Equifinality in Mixture of Experts: Routing Topology Does Not Determine Language Modeling Quality
For researchers building MoE language models, this work challenges the prevailing assumption that sophisticated routing mechanisms are crucial for quality, showing that simpler routing can achieve comparable performance.
The paper investigates whether routing topology determines language modeling quality in sparse Mixture-of-Experts (MoE) architectures. Through 62 controlled experiments, they find that routing topology does not determine asymptotic perplexity, with five cosine-routing variants statistically equivalent within a 1-PPL margin, and that a standard linear router's advantage is only ~1.2% over iso-parameter cosine routing.

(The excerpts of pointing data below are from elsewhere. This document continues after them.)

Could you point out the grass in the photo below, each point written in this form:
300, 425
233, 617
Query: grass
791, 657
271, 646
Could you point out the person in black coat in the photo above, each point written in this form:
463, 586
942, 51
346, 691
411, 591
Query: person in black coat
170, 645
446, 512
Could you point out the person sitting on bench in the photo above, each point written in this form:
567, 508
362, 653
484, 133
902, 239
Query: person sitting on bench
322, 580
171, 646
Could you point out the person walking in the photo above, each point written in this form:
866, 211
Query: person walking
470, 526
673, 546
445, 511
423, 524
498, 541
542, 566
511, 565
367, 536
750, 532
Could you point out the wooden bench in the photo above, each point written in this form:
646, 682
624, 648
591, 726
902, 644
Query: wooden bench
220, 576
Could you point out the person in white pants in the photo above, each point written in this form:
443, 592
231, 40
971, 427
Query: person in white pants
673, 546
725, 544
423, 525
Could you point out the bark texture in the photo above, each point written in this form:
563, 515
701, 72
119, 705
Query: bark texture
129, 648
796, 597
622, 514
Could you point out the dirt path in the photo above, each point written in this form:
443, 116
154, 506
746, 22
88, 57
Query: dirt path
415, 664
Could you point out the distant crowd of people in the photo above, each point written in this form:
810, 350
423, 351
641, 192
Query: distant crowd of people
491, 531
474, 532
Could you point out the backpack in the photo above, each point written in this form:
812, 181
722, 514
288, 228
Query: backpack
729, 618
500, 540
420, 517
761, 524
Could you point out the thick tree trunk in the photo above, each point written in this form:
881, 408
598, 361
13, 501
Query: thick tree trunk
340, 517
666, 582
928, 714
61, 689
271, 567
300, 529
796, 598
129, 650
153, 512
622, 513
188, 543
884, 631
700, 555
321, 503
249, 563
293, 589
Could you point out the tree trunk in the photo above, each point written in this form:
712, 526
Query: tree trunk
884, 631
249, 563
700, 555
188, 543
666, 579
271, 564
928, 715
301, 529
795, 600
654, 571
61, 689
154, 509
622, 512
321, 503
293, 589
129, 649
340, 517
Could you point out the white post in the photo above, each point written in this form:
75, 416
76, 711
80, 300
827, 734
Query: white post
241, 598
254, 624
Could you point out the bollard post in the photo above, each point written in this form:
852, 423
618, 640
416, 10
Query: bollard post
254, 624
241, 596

Sparse Mixture-of-Experts (MoE) architectures employ increasingly sophisticated routing mechanisms -- learned routers, multi-hop trajectories, token-dependent gating. We ask: does routing topology actually determine language modeling quality? We build a geometric MoE (ST-MoE) using cosine-similarity routing against learned centroids in a low-dimensional space ($d_{space} = 64$), requiring 80% fewer routing parameters than standard linear routers. Through 62 controlled experiments on WikiText-103 at 76--84M parameters trained to convergence (50K steps, 1.64B tokens), we find that routing topology does not determine asymptotic perplexity (PPL): five cosine-routing variants are statistically equivalent within a 1-PPL margin (Two One-Sided Tests [TOST], $p < 0.05$ for all 10 pairwise comparisons; 15 runs across 3 seeds, observed range 33.93--34.72). The finding extends to hash, random-fixed, and top-1 routing (single-seed; graceful 1.1--2.2 PPL degradation) and replicates on OpenWebText (0.03 PPL gap, 6 runs, 3 seeds each). A standard linear router with 5.3$\times$ more routing parameters reaches PPL 32.76, but iso-parameter cosine routing closes 67% of this gap -- the true mechanism advantage is $\sim$1.2%. The mechanistic explanation is convergent redundancy: multi-hop updates are collinear ($\cos(Δh_0, Δh_1) = 0.805$), implementing magnitude amplification rather than compositional reasoning; a single learnable scalar replicates multi-hop performance. As a practical payoff, zero-shot relative-norm halting saves 25% of MoE FLOPs at +0.12% PPL. Expert-level specialization and causal controllability -- which coexist with topology-level equifinality -- are explored in a companion paper.